Re: Fwd: vmalloc error: btrfs-delalloc btrfs_work_helper [btrfs] in kernel 6.3.x

From: Forza
Date: Fri Jul 07 2023 - 06:49:11 EST




On 2023-07-06 12:54, Linux regression tracking (Thorsten Leemhuis) wrote:
On 06.07.23 10:08, Forza wrote:
On Wed, May 24, 2023 at 11:13:57AM +0200, David Sterba wrote:
[...]
A small update.

Thx for this.

I have been able test 6.2.16, all 6.3.x and 6.4.1 and they all show
the same issue.

I am now trying 6.1.37 since two days and have not been able to
reproduce this issue on any of my virtual qemu/kvm machines. Perhaps
this information is helpful in finding the root cause?

That means it's most likely a regression between v6.1..v6.2 (or
v6.1..v6.2.16 if we are unlucky) somewhere (from earlier in the thread
it sounds like it might not be Btrfs).

Agreed, I do not think this specific bug (cpuidle / default_enter_idle leaked IRQ state) is Btrfs related. Some of the virtual machines I test on do not use Btrfs.
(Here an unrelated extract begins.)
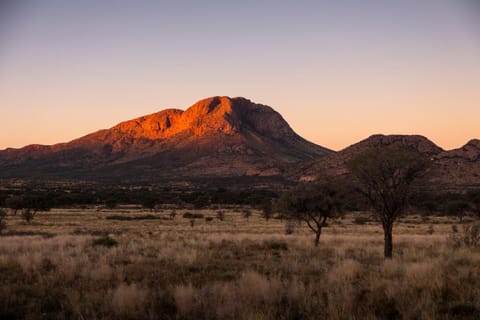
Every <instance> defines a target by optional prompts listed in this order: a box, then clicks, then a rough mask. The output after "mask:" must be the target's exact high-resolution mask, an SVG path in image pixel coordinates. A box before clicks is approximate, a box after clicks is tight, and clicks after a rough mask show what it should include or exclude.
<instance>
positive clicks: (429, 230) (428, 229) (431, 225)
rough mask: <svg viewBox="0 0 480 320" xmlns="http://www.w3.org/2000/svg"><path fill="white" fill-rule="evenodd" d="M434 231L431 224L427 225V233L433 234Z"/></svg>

Which makes we wonder: how long do you usually need to reproduce the
issue? If it's not too long it might mean that a bisection is the best
way forward, unless some developer sits down and looks closely at the
logs. With a bit of luck some dev will do that; but if we are unlucky we
likely will need a bisection.


It has varied. Sometimes immediately upon boot, but can take several hours or a day before showing up.


Also, I forgot to say I was basing my kernels on gentoo-kernels, which has some patches against vanilla. Therefore I will I will compile a set of vanilla kernels from 6.1.37 until 6.4.2 and run them in my testing machines to see where the problem is happening.

This is not a fast system, so it will likely take several days. But I will keep you posted.

Meanwhile, if you think of any specific kernel debug options, tracing, etc, that I should enable, let me know

Should we change the Subject line of this email thread?

Thanks

~Forza

Ciao, Thorsten (wearing his 'the Linux kernel's regression tracker' hat)
--
Everything you wanna know about Linux kernel regression tracking:
https://linux-regtracking.leemhuis.info/about/#tldr
If I did something stupid, please tell me, as explained on that page.